New York - Poultry giant Tyson Inc. raised its unsolicited bid for beef processor IBP Inc. by nearly 4% to $2.9 billion in cash and stock and offered to compensate its target if the deal was blocked for antitrust reasons.

Springdale, Ark-based Tyson said it would pay $27 a share for IBP, up from its previous offer of $26 a share. The offer is half cash and half stock.

IBP already has a friendly $2.4-billion pact with DLJ Merchant Banking, but that agreement is expected to be terminated in favor of a deal with Tyson or rival bidder Smithfield Foods Inc., which has offered $25 a share in stock and also is expected to sweeten its price.

“We remain the best bidder, with the best terms -- representing a premium of 8% over Smithfield's offer -- and in the best position to close quickly,” said Tyson Chairman, President and Chief Executive John Tyson in a news release.

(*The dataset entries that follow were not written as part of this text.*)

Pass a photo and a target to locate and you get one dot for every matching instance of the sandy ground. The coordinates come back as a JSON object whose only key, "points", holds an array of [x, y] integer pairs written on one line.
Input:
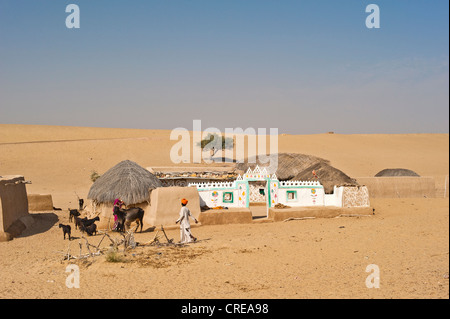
{"points": [[324, 258]]}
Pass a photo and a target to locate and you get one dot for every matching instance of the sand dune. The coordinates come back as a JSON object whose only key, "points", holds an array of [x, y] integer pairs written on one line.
{"points": [[407, 238]]}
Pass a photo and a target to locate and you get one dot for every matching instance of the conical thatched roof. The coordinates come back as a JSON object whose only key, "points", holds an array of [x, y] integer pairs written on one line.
{"points": [[328, 175], [127, 181], [389, 172], [287, 166]]}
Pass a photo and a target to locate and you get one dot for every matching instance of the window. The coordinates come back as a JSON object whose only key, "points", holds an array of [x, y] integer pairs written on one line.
{"points": [[291, 195], [228, 197]]}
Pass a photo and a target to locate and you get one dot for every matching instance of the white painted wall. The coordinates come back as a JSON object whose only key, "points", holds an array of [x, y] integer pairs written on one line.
{"points": [[305, 196]]}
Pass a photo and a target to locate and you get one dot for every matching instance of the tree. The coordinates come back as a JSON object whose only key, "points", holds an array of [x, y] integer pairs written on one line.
{"points": [[215, 142]]}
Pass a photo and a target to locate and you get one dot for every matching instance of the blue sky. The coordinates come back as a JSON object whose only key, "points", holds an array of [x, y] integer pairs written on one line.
{"points": [[303, 67]]}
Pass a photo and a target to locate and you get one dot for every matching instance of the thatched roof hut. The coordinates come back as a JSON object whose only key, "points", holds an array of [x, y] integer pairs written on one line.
{"points": [[328, 176], [292, 166], [287, 166], [127, 181]]}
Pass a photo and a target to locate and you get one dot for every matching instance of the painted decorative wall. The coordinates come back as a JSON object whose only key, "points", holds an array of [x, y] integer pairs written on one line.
{"points": [[259, 186]]}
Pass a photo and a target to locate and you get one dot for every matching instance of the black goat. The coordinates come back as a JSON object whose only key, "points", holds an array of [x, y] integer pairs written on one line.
{"points": [[66, 230], [88, 222], [90, 230], [81, 203], [73, 213], [127, 216], [79, 221]]}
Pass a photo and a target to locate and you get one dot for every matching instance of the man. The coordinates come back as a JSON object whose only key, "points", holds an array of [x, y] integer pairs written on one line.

Both bidders are interested in IBP as a way to broaden their product offerings and give them more clout with retailers. Smithfield, based in Smithfield, Va., is the world's largest hog and fresh pork producer.

Farmers, agricultural officials and consumer activists are concerned a purchase of IBP by either Tyson or Smithfield would be anticompetitive.

Indeed, Tyson also said Thursday the Department of Justice was seeking additional information about its proposed offer. Known as a “second request” the development means regulators are concerned about potential anticompetitive implications of a transaction between two companies.

Tyson said it expects to quickly respond to the concerns. Most Wall Street experts had anticipated Tyson would receive a second request. Smithfield also has filed for antitrust approval on its offer, and also is expected to get a second request.

To alleviate some of those concerns, Tyson offered to assume all risks associated with antitrust issues and said it would pay IBP a $70-million break- up fee if the deal did not get completed because of antitrust concerns. It also said it would not require a break-up fee from IBP.

Tyson also challenged a bidding process established by IBP in which it said bids were to be submitted Dec. 30.

“We believe it is inappropriate to now move the process behind closed doors without the opportunity for the marketplace to react to the various bids,” Tyson wrote in a letter written to the IBP special committee that is assessing the offers.

Although it sweetened the bid, Tyson did not widen the so-called “collar” that would protect IBP shareholders from a decline in Tyson's stock price. Tyson's stock price has hovered near the collar and frequently traded below it in recent weeks, meaning IBP shareholders could potentially receive less than $27 a share.

Industry experts have said IBP would look more favorably upon a Tyson deal if the collar were to be widened.

The collar calls for IBP shareholders to receive $27 a share in stock if Tyson's stock price was trading between $12.60 and $15.40 a share for a certain period of time. If Tyson's price fell below $12.60 a share for that period, IBP shareholders would receive a maximum of 2.063 Tyson shares.